Immortal Nightmare.
«Encore ce cauchemar...» Je me rassis dans le lit seulement trois heures après m'y être couché. Je jette un coup d'œil à mes côtés et m'adosse au mur.
Tout petit déjà je faisais ce même cauchemar, mais il y a peu, tout avait refait surface, sans doute pour cette fameuse raison... Dans cet enfer, comme lorsque j'étais enfant, tout commence par une longue chute. Puis, j'atterris dans une espèce de terre parallèle à la notre. Seul un spectre blanc et lumineux m'accompagne dans cette aventure. Il possède une voie familière, une voie disparue depuis bientôt trois ans, celle de mon père.

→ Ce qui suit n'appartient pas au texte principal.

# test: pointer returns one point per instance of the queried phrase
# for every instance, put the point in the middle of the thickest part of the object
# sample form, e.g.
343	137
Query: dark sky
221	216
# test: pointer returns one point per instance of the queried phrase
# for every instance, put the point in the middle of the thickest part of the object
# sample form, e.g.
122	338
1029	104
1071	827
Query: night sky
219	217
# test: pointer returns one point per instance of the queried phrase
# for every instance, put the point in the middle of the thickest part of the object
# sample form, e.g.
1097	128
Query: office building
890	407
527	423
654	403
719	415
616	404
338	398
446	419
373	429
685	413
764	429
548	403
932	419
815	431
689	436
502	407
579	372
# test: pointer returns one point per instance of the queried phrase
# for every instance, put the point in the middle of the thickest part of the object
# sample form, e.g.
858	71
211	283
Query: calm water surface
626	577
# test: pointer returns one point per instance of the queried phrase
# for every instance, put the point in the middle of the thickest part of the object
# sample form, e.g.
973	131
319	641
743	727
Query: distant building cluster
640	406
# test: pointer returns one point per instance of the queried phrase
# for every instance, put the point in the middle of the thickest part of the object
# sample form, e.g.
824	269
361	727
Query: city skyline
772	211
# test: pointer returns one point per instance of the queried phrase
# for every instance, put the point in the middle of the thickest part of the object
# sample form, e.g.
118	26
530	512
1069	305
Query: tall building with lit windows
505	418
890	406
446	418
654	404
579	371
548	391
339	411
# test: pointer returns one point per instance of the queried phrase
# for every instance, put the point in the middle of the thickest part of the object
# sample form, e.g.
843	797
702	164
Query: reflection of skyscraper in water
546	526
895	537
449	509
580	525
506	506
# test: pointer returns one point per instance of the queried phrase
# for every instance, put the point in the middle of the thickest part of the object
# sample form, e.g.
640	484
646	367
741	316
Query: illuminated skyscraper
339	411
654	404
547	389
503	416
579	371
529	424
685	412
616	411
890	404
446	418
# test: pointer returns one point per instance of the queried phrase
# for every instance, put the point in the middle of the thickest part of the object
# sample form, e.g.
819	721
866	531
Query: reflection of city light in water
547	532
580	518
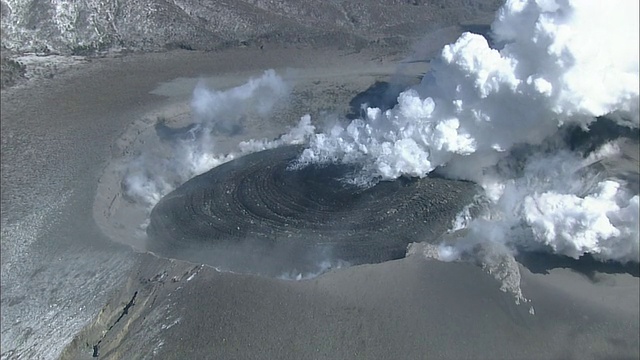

En marchant dans ce monde inconnu, je croise plusieurs dessins effrayants et surtout: un monstre fait de masse noir et aux yeux blancs et brillants. Ce monstre, après plusieurs séances chez le psychologue, j'ai découvert qu'il représentait ma mère tandis que le spectre bienveillant, représentait mon père.
Il est vrai que je n'ai pas eu une enfance des plus heureuses. Des parents divorcés, une mère dépressive et alcoolique par dessus le marché. De ma naissance à mes cinq ans, j'ai été battu tous les soirs sans aucune raison. J'étais cloitré dans ma chambre, lisait et relisait le même et unique livre mettant en scène une famille aimante, tout en serrant mon ours en peluche offert par mon père. Tous les soirs, je faisais le même cauchemar en espérant que cette fois-ci, il se termine bien. Mais jamais ce n'a été le cas. J'ai été le souffre douleur d'une femme saoule et dépressive. Jusqu'au soir où cela à déraper.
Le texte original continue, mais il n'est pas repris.